The supply floodgates in the corporate bond market reopened Monday, after a brief drought caused by concern over the economic recovery in the U.S. and, before that, sovereign debt problems in Europe.

A total of 10 borrowers have lined up in the primary market, offering close to $12 billion in new supply, and more are expected soon as companies seeking financing are eager to lock in lower interest rates while they can. Syndicate desks in New York said they expect $25 billion to $30 billion in new issuance this week.

"In many ways, it's not a bad time to lock in debt if you're an issuer," according to Lawrence Glazer, managing partner at Mayflower Advisors LLC in Boston, which oversees $600 million in assets. "Borrowing costs are low while spreads are narrowing. And tremendous inflows remain on top of what are historically low Treasury yields."

Jim Merli, head of the fixed-income syndicate for the Americas at Barclays Capital, said a combination of factors was behind the increase in corporate supply, including an encouraging payrolls report Friday and an easing of overseas debt default concerns.

"Perhaps more important than putting earnings season behind us is the improved backdrop tone to the marketplace," Merli said, noting that Greece's success in selling a EUR5 billion 10-year bond late Thursday removed a bit of overhang in terms of investor concern.

"It's been a very busy day, and we expect that it will be a very busy week as better markets beget more supply," he added.

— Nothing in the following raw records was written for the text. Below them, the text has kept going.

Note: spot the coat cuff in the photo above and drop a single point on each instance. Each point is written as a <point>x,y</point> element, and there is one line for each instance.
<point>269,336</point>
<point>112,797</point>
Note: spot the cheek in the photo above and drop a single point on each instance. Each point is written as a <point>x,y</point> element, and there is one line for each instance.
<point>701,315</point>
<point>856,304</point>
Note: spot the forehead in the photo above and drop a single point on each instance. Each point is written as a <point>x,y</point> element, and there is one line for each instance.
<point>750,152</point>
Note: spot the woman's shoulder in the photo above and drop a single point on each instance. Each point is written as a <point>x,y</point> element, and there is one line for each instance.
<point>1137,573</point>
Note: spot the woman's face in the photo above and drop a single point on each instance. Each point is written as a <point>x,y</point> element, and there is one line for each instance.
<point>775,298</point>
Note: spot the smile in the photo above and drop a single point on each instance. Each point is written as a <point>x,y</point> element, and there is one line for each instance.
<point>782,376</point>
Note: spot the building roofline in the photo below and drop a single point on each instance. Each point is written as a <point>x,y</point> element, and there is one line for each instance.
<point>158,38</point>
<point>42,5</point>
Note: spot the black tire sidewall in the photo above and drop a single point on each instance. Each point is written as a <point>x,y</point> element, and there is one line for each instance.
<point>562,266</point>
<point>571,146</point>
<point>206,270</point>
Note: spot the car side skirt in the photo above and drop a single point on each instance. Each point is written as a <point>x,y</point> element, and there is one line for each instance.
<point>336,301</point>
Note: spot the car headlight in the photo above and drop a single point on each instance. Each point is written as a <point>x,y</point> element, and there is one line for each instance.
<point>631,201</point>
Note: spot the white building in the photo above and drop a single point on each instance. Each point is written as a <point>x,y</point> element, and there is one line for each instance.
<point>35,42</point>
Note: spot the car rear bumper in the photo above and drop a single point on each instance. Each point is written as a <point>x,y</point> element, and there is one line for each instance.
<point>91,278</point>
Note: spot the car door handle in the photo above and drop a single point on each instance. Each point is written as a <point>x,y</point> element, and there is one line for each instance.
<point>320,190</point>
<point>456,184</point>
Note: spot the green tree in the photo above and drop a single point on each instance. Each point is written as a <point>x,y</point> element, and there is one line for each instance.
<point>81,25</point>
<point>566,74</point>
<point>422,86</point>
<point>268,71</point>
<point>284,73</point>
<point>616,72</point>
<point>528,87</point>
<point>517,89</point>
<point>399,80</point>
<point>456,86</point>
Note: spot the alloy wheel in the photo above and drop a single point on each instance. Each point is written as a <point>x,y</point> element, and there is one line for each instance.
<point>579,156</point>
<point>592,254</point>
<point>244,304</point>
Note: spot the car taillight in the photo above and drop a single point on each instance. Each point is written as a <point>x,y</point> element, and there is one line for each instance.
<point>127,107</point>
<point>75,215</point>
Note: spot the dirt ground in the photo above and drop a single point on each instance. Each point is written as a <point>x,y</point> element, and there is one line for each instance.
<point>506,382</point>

Glazer noted it's a rare occasion when lower borrowing costs coincide with robust investor demand. He added that investors unsatisfied with what they earn in the Treasurys market are moving into the high-end corporate market, where higher yields are available.

Supply got off to a booming start earlier this year, with volume close to $80 billion in January. But issuers and investors were then tripped up by overseas debt default worries and some disappointing domestic economic data, and volume dropped to $47 billion in February, according to data provider Dealogic.

Last March, borrowers flocked to the market, selling $135.2 billion of investment-grade bonds, the most high-grade debt in a single month since 1995, according to Dealogic.

Investors have also increased buying in the secondary market. Average daily trade volume in the cash investment-grade market was $13.4 billion last week, up 9.3% from the last week of February, according to MarketAxess.

The largest offering Monday was a $3 billion, three-part issue from DirecTV Holdings. That issue includes five-, 10- and 30-year parts. The $1.3 billion 10-year slice was launched with a risk premium of 150 basis points, or 1.5 percentage points, over Treasurys. Net proceeds from the offering will be used for general corporate purposes, which may include repayment of the company's Term C Loan issued under its senior secured credit facility, according to the deal's prospectus.

Bank of America (BAC) was selling the second-largest deal on offer, a $2.5 billion five-year note that was launched with a risk premium of 215 basis points over Treasurys.

Ameriprise Financial Inc. (AMP), Hasbro Inc. (HAS) and BNP Paribas (BNP.FR) were also among companies offering debt deals on Monday.

In addition to the boost in supply, an improved corporate tone has been reflected in a stronger high-grade derivatives index, as the cost to protect against corporate defaults continues to fall.

The Markit CDX North America Investment Grade derivatives IG13 index was last quoted at 81.8/82.8 basis points, an improvement of 3.2 basis points.

The insurance sector helped to fortify the index, following news that American International Group Inc. (AIG) agreed to sell its international life assurance business, Alico, to MetLife Inc. (MET) for $15.5 billion in cash and stock. The news caused AIG's spreads to rally and trade at their tightest levels since August 2008, according to Markit.